Il doit être surpris. C'était plus une obligation de gré ou de force qu'un droit, à la base. Mais je ne peux pas arriver à Aéris comme une fleur et subir là-bas le choc de le voir dans les bras d'une autre ou ne pas savoir si j'ai...
-A-t-il refondé une famille après nous ? Ai-je... des frères ou sœurs, là-bas ?
-Non. Tu es son seul enfant.
Je soupire, les paupières basses et le regard fixe. J'entends plus que je ne vois la perplexité de Kaï.
-J'ai du mal à comprendre si cette information te réjouit ou te peine. Mais tu ne veux peut-être pas en parler.
C'est vrai, je n'arrive pas à y lier une émotion forte. N'est-ce pas étrange, alors qu'on parle de ma famille, de la vie, de ma place auprès de mon père ? Suis-je condamnée à ce vide dont ma mère parlait, à ne pas comprendre pourquoi certains se jettent dans les bras de leurs parents comme si le sol se dérobait sous leurs pieds ou pourquoi il y a tant de joie entre deux amis qui se retrouvent ? Je n'ai qu'une mine maussade à offrir. Je ne suis pas convaincue qu'y remettre des émotions fortes soit une bonne idée. Tout cela reste mystérieux pour moi. J'essaye juste d'en savoir plus.

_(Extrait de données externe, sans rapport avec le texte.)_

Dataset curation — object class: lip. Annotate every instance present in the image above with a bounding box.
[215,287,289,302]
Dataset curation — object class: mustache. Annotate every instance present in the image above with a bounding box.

-Ce n'est pas que je ne veux pas en parler, marmonné-je, lasse. C'est que je n'ai rien à en dire. Je ne sais pas si tu peux comprendre. Quelle que soit ta réponse, je sais déjà qu'elle ouvrira d'autres questions et d'autres douleurs. Alors, au fond, ça ne change rien. S'il avait une famille, cela voulait dire qu'il l'avait préférée à la nôtre. S'il n'en a pas, ça veut dire qu'il a trouvé mieux d'être seul qu'avec nous. Aucune réponse n'est positive. Je t'ai dit. Je ne le pardonne pas.
-Mais tu veux la vérité quand même. Tu veux tes réponses, même si elles te blessent.
Il croise mon regard, son sérieux affronte ma fatigue de l'existence. Je ne peux rien répondre à cela. Il n'a pas tort, j'ai l'impression de n'avoir que cette option pour avancer. Comme si j'attendais le jour où une de ces nouvelles données changerait toute ma rage en autre chose. Un fantasme vain. On ne peut changer le passé. L'absence est un fait. Un délit. Un crime odieux. Mon géniteur n'aura pas son casier vierge d'un sourire en coin. Parfois, moi aussi je me demande comment Kaï réagit au fond de lui à ce que je lui raconte. Il ne souffre pas du tout d'avoir un seul parent. Parce qu'on ne peut pas en vouloir à ce qui n'a jamais été là. Il n'y a pas d'attentes. J'ai grandi sans elles, mais la lutte est aujourd'hui réelle au fond de moi, parce que je sais qu'il y a des choses que je ne supporterais pas. Le temps endort, mais ne panse rien. La main de Kaï tapote mon épaule et sa voix pleine de compassion clôt la tension entre nous.
-Allez, je te laisse dans tes pensées. T'as eu ta dose. Demain, repose-toi. Je te veux en forme, lundi. Tu m'ouvres ?
Il désigne la fenêtre dans un clin d'œil. Dès que je l'entrouvre, il s'empare de sa veste et disparait. Tout à coup, le silence autour de moi me parait si froid... je préférais quand on se regardait sans un mot. Maintenant, je suis seule face à mes démons. Le vide est plus grand encore.